Yesterday there were some false-alarm rumors that there had been a catastrophic failure of the spillway at Oroville Dam, fed by some dramatic photos of a controlled release of water down the damaged spillway. While that erosion damage is going to require an expensive fix, we learn today that as the lake is reaching 98 percent capacity, per the Chronicle, and officials have been hoping not to have use a never-before-used, unpaved emergency spillway at the other end of Lake Oroville, which would lead to unknown and potentially catastrophic impacts for the salmon fishing industry because of the cloudy water that will be unleashed into the adjacent Feather River.
The dam and primary spillway, constructed in the 1960s, remain functional and there is no danger to the public from the damaged spillway, as officials from California's Department of Water Resources explained Thursday, though each release of water has caused further damage to the concrete waterway and sent water spilling down the adjacent hillside.
The emergency spillway is another story, however, and if put into use will lead to tons of trees and debris being swept down into the river and the Feather River Hatchery below, as the Chronicle reports, potentially killing off millions of unhatched steelhead salmon eggs that are vital to the fishing industry salmon hatched here end up being released and caught all along the Pacific coast. Already, four million baby salmon have been caught in nets and trucked downstream, but millions more remain vulnerable.

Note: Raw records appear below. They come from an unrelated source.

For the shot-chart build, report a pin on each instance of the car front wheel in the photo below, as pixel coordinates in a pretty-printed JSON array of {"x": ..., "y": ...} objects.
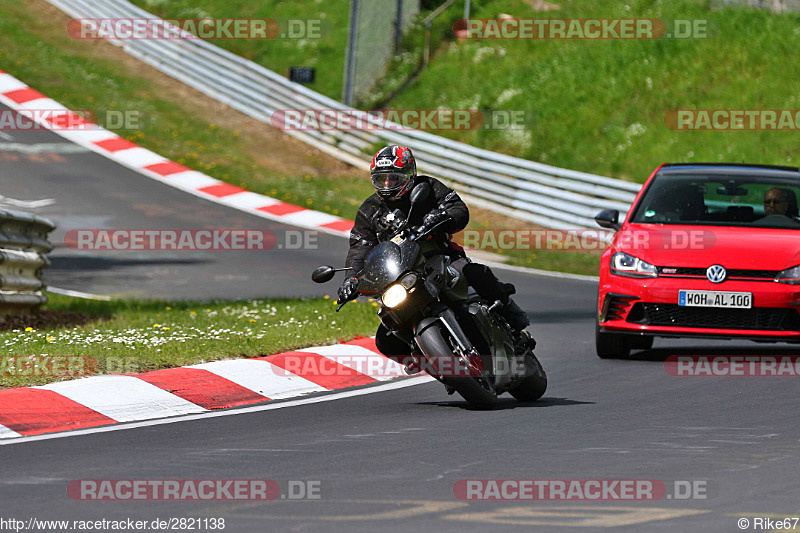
[{"x": 611, "y": 345}]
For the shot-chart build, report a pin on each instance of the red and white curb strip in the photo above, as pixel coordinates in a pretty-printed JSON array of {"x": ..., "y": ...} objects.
[
  {"x": 111, "y": 399},
  {"x": 18, "y": 96}
]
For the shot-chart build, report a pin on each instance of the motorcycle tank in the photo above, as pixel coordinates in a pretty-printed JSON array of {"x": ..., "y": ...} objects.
[{"x": 385, "y": 263}]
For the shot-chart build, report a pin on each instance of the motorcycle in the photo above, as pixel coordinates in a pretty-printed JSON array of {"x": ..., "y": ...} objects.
[{"x": 458, "y": 337}]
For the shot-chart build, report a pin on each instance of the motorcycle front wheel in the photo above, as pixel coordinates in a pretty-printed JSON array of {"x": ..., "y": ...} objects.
[
  {"x": 533, "y": 386},
  {"x": 477, "y": 391}
]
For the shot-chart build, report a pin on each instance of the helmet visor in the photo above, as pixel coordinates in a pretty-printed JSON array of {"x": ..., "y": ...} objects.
[{"x": 389, "y": 180}]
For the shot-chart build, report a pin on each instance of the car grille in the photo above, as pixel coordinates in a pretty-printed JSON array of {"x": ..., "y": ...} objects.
[
  {"x": 733, "y": 273},
  {"x": 764, "y": 318}
]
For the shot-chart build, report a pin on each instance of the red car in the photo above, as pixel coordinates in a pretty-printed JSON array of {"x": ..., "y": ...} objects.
[{"x": 707, "y": 250}]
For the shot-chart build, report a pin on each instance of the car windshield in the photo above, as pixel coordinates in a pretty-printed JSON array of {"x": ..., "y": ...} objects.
[{"x": 721, "y": 200}]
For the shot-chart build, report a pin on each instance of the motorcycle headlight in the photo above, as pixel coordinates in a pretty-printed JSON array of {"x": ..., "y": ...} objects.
[
  {"x": 394, "y": 296},
  {"x": 623, "y": 264},
  {"x": 408, "y": 280},
  {"x": 790, "y": 276}
]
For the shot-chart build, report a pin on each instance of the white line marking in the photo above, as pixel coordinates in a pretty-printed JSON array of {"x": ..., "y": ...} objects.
[
  {"x": 9, "y": 83},
  {"x": 400, "y": 384},
  {"x": 123, "y": 398},
  {"x": 191, "y": 179},
  {"x": 262, "y": 377},
  {"x": 78, "y": 294},
  {"x": 26, "y": 204},
  {"x": 6, "y": 433},
  {"x": 361, "y": 360},
  {"x": 140, "y": 157}
]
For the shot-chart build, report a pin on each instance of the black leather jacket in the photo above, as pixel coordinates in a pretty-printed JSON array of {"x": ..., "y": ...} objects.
[{"x": 366, "y": 234}]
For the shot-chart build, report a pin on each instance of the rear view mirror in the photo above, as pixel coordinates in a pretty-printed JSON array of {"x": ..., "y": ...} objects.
[
  {"x": 731, "y": 189},
  {"x": 323, "y": 274},
  {"x": 608, "y": 218}
]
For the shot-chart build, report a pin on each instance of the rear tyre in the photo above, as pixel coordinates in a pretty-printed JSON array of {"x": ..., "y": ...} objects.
[
  {"x": 533, "y": 386},
  {"x": 611, "y": 345}
]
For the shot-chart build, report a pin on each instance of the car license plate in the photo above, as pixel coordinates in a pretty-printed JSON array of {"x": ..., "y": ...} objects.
[{"x": 736, "y": 300}]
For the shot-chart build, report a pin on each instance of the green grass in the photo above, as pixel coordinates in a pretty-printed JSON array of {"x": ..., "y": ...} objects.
[
  {"x": 325, "y": 54},
  {"x": 600, "y": 105},
  {"x": 139, "y": 336},
  {"x": 176, "y": 129},
  {"x": 38, "y": 51}
]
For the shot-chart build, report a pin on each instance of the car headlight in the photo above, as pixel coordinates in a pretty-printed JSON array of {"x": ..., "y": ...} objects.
[
  {"x": 394, "y": 296},
  {"x": 790, "y": 276},
  {"x": 623, "y": 264}
]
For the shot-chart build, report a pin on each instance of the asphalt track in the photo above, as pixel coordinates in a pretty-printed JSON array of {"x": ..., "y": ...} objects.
[{"x": 388, "y": 461}]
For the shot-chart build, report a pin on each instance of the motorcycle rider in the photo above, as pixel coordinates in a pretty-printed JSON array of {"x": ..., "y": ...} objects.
[{"x": 394, "y": 175}]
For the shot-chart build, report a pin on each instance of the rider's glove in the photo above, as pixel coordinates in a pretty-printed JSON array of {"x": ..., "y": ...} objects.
[
  {"x": 349, "y": 290},
  {"x": 434, "y": 217}
]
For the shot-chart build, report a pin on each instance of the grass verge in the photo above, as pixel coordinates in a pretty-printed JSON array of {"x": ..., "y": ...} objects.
[
  {"x": 126, "y": 336},
  {"x": 193, "y": 130}
]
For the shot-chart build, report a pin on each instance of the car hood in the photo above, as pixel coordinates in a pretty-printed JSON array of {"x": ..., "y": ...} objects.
[{"x": 702, "y": 246}]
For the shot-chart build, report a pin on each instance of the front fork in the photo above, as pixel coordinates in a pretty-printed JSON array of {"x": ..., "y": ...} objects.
[{"x": 472, "y": 364}]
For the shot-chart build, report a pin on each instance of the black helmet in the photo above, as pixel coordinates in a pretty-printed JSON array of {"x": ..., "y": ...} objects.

The hatchery, and potentially a year's worth of salmon fishing, appear to be the biggest potential casualties as officials try to keep Lake Oroville under control.
Per the Chronicle:
The open concrete pools outside the hatchery, where the millions of evacuated fish lived — and where millions more still were trapped — take in water right from the river and were swamped with filth. The delicate fish eggs, which must be incubated in cold, clear water, are kept farther inside the facility behind filter defenses.

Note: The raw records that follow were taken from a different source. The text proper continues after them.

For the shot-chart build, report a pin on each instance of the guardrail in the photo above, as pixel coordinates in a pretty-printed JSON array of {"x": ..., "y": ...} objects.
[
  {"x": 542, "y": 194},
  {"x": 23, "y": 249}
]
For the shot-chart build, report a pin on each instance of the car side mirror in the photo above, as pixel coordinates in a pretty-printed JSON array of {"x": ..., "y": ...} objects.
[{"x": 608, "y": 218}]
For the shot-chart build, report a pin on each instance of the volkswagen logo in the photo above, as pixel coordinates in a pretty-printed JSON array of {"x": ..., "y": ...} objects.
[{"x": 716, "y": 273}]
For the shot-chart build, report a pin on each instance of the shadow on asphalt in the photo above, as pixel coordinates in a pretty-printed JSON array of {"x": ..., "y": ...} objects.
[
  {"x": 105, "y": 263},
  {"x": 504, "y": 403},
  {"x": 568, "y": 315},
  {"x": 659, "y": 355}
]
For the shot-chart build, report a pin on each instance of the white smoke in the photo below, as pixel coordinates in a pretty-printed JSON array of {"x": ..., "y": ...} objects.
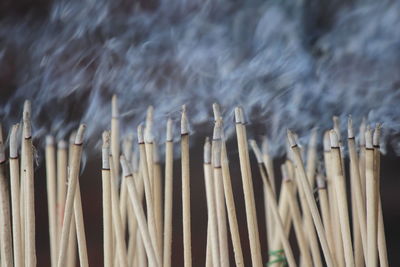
[{"x": 256, "y": 54}]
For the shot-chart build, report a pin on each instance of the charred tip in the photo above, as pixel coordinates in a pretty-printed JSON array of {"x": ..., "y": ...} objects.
[
  {"x": 207, "y": 151},
  {"x": 216, "y": 111},
  {"x": 350, "y": 130},
  {"x": 377, "y": 134},
  {"x": 80, "y": 134},
  {"x": 368, "y": 138},
  {"x": 184, "y": 121},
  {"x": 291, "y": 138},
  {"x": 140, "y": 134},
  {"x": 217, "y": 133},
  {"x": 170, "y": 130},
  {"x": 256, "y": 150},
  {"x": 114, "y": 107},
  {"x": 125, "y": 167},
  {"x": 333, "y": 138},
  {"x": 50, "y": 140},
  {"x": 14, "y": 141}
]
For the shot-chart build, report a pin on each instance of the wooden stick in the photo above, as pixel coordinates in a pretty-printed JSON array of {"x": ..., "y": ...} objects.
[
  {"x": 341, "y": 198},
  {"x": 72, "y": 242},
  {"x": 157, "y": 195},
  {"x": 116, "y": 219},
  {"x": 382, "y": 250},
  {"x": 305, "y": 186},
  {"x": 230, "y": 205},
  {"x": 115, "y": 149},
  {"x": 51, "y": 197},
  {"x": 372, "y": 201},
  {"x": 72, "y": 181},
  {"x": 30, "y": 244},
  {"x": 356, "y": 188},
  {"x": 15, "y": 197},
  {"x": 247, "y": 180},
  {"x": 274, "y": 207},
  {"x": 297, "y": 223},
  {"x": 26, "y": 110},
  {"x": 219, "y": 196},
  {"x": 168, "y": 207},
  {"x": 271, "y": 176},
  {"x": 62, "y": 166},
  {"x": 149, "y": 244},
  {"x": 187, "y": 236},
  {"x": 338, "y": 251},
  {"x": 148, "y": 195},
  {"x": 107, "y": 214},
  {"x": 324, "y": 206},
  {"x": 213, "y": 241},
  {"x": 307, "y": 219},
  {"x": 5, "y": 230}
]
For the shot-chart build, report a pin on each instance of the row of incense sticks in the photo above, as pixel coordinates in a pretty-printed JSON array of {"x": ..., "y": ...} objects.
[{"x": 330, "y": 229}]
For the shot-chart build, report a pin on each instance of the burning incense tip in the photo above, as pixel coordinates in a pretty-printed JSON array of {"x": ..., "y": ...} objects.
[
  {"x": 350, "y": 130},
  {"x": 368, "y": 138},
  {"x": 114, "y": 107},
  {"x": 217, "y": 129},
  {"x": 216, "y": 111},
  {"x": 334, "y": 138},
  {"x": 14, "y": 141},
  {"x": 27, "y": 110},
  {"x": 238, "y": 116},
  {"x": 50, "y": 140},
  {"x": 170, "y": 133},
  {"x": 27, "y": 126},
  {"x": 140, "y": 134},
  {"x": 79, "y": 134},
  {"x": 256, "y": 150},
  {"x": 291, "y": 138},
  {"x": 184, "y": 121},
  {"x": 106, "y": 150},
  {"x": 62, "y": 144},
  {"x": 207, "y": 151},
  {"x": 148, "y": 131},
  {"x": 327, "y": 141},
  {"x": 377, "y": 134},
  {"x": 2, "y": 153},
  {"x": 125, "y": 168},
  {"x": 362, "y": 131},
  {"x": 321, "y": 182},
  {"x": 336, "y": 126}
]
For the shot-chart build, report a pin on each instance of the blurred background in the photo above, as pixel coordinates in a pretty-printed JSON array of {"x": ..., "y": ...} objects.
[{"x": 289, "y": 64}]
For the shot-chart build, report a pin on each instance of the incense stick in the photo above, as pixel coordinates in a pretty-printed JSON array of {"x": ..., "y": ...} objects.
[
  {"x": 169, "y": 160},
  {"x": 116, "y": 219},
  {"x": 30, "y": 246},
  {"x": 213, "y": 241},
  {"x": 15, "y": 197},
  {"x": 72, "y": 181},
  {"x": 356, "y": 187},
  {"x": 383, "y": 260},
  {"x": 341, "y": 198},
  {"x": 107, "y": 216},
  {"x": 5, "y": 230},
  {"x": 219, "y": 196},
  {"x": 251, "y": 216},
  {"x": 149, "y": 244},
  {"x": 187, "y": 236},
  {"x": 372, "y": 199},
  {"x": 274, "y": 207},
  {"x": 148, "y": 195},
  {"x": 305, "y": 186},
  {"x": 51, "y": 197}
]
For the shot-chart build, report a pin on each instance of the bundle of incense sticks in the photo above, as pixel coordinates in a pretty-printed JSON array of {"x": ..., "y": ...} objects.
[{"x": 330, "y": 229}]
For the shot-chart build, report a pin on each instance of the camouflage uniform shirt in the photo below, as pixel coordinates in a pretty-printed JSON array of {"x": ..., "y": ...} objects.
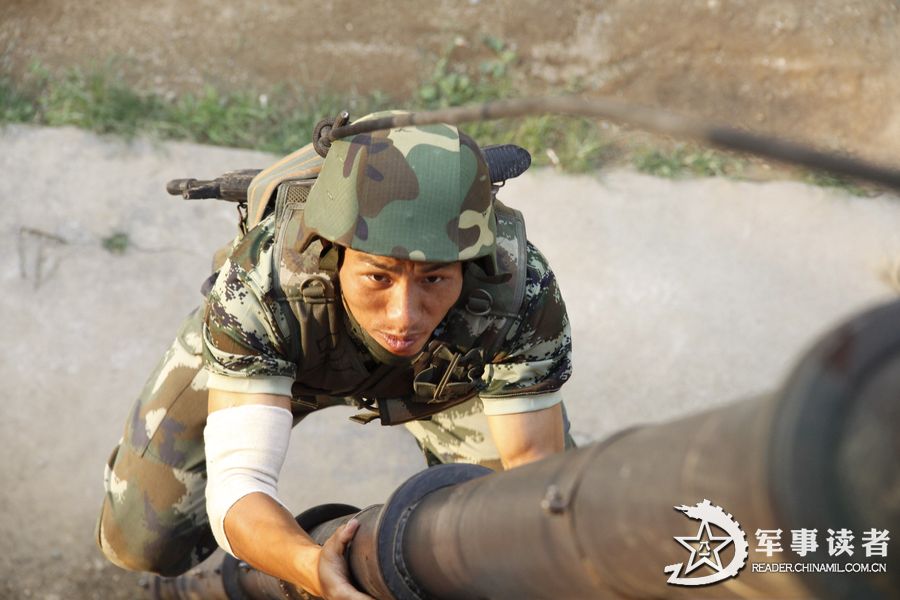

But the filters proved feeble in the face of the turbidity, and scientists inside scrambled to figure out how to safely mix tap water, which contains enough chlorine to kill the fragile eggs, with the cloudy river water that wasn’t much safer.
KTLA has data as of midnight Thursday showing the current contents of Northern California's reservoirs, with Lake Oroville, second in size only to Lake Shasta, at 144 percent of its historical average, and Shasta at 133 percent of its average. Lake Oroville hit 98 percent of capacity due to all the rain and runoff from the Sierra, while Lake Shasta was at 92 percent as of last night.
The Sacramento Bee reports Friday that officials now "think they can avoid using the dam's emergency spillway, which they've been working feverishly to avoid." In addition to risks to fish in the Feather River, there are potential flood risks for communities downstream as well.
Perhaps catastrophe has been avoided, and now the Department of Water Resources just has to brace for the next storm and deal with repairing the damaged spillway down the line. According to the Sac Bee, "The dam was releasing about 40,000 cubic feet of water per second Thursday afternoon... including about 35,000 cfs from the damaged main spillway. But that was not enough to compensate for the 190,000 cfs pouring into the reservoir from continued storms in the vast Sierra Nevada watershed that feeds the Feather River and its tributaries."